The Ms. President program allows girls in grades 4th through 8th to “learn about public speaking, diplomacy and listening skills, local/state/federal government, and women’s history while having an opportunity to meet and greet exemplary female leaders.” At the end of the program, participants present a campaign platform and speech. The audience judges their presentation and public speaking skills and elects a winner.
The 9-year-old Pencu focused her presentation on the issue of littering. She became interested in the problem when her family started exploring the Wilton trails as a way to get out of the house during quarantine last March.
“I knew littering was a problem but I didn’t know it was everywhere,” Pencu told GOOD Morning Wilton.
In her presentation, she educated listeners on the negative effects of littering, and how to reduce it to have a more positive impact on the environment.
“You’re having chicken wings on the go! Yum! When you’re done? Well, throw them out the window of course. NO!! One wing can have a huge impact on other animals and people, too!” her presentation slides read.
One of Pencu’s campaign promises included organizing litter clean-up events for the community to get kids more active in environmental care.
She proposed a litter clean-up contest for her school. Pencu suggested that kids clean up litter in their own neighborhoods and send pictures to their teacher as evidence. The class with the most litter cleaned up would be rewarded with a pizza party.
“Kids my age, lots of them don’t do something unless there’s something in it for them,” she said, explaining the pizza party element.
She also hopes to use her platform as Ms. President to continue raising awareness about littering and how it hurts humans and animals.
Pencu and other girls in the program have heard from local-, state-, and federal-level women leaders over the year ranging from Wilton First Selectwoman Lynne Vanderslice to U.S. Representative Jahana Hayes (CT-5). Some activists also spoke to program participants about using their voices to advocate for what they believe in.
“It was really cool hearing these people speak about how they helped to make a difference”, Pencu recalled.
Listening to the presentations of her competitors on Ms. President election day allowed Pencu to think about how she could improve her presentation.
“I was comparing them to my own and seeing what they did that I didn’t, and if I wanted to add that in the next time I ran,” she said.

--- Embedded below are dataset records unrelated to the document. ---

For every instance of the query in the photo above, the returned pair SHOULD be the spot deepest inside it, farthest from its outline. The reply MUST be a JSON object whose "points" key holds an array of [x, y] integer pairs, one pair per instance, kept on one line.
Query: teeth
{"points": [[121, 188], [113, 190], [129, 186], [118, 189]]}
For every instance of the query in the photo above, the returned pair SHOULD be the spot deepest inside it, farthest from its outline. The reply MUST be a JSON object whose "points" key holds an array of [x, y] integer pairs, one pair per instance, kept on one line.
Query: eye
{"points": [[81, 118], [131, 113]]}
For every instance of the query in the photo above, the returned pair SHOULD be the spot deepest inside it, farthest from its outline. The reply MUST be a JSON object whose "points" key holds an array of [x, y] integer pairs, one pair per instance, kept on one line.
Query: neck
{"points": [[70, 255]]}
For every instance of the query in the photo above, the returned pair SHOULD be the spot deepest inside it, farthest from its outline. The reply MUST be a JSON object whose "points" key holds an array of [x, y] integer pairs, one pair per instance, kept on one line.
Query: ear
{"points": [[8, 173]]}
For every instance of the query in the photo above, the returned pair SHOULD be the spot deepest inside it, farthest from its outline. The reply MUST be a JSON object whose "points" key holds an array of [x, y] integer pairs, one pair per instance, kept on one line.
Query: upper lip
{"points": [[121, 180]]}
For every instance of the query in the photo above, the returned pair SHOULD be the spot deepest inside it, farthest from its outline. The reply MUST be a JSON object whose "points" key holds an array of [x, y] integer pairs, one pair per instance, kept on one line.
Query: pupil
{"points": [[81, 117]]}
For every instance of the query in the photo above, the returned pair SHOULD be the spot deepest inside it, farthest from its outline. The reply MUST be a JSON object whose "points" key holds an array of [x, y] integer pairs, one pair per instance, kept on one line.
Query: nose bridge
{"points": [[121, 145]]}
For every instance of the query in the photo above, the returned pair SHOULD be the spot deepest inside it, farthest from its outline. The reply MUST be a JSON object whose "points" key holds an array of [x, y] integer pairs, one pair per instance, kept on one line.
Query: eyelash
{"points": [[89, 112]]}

Older girls that age out once they enter high school can return to the program to serve as mentors for the younger girls. Pencu was inspired by her mentor, a Ridgefield student, who helped her a lot on her presentation.
When GMW asked her if she wanted to become a Ms. President mentor in high school, Pencu replied, “Definitely!”
Although she is not set on whether to run for office as an adult, Pencu praised the program for helping her get an idea of what she could do when she grows up.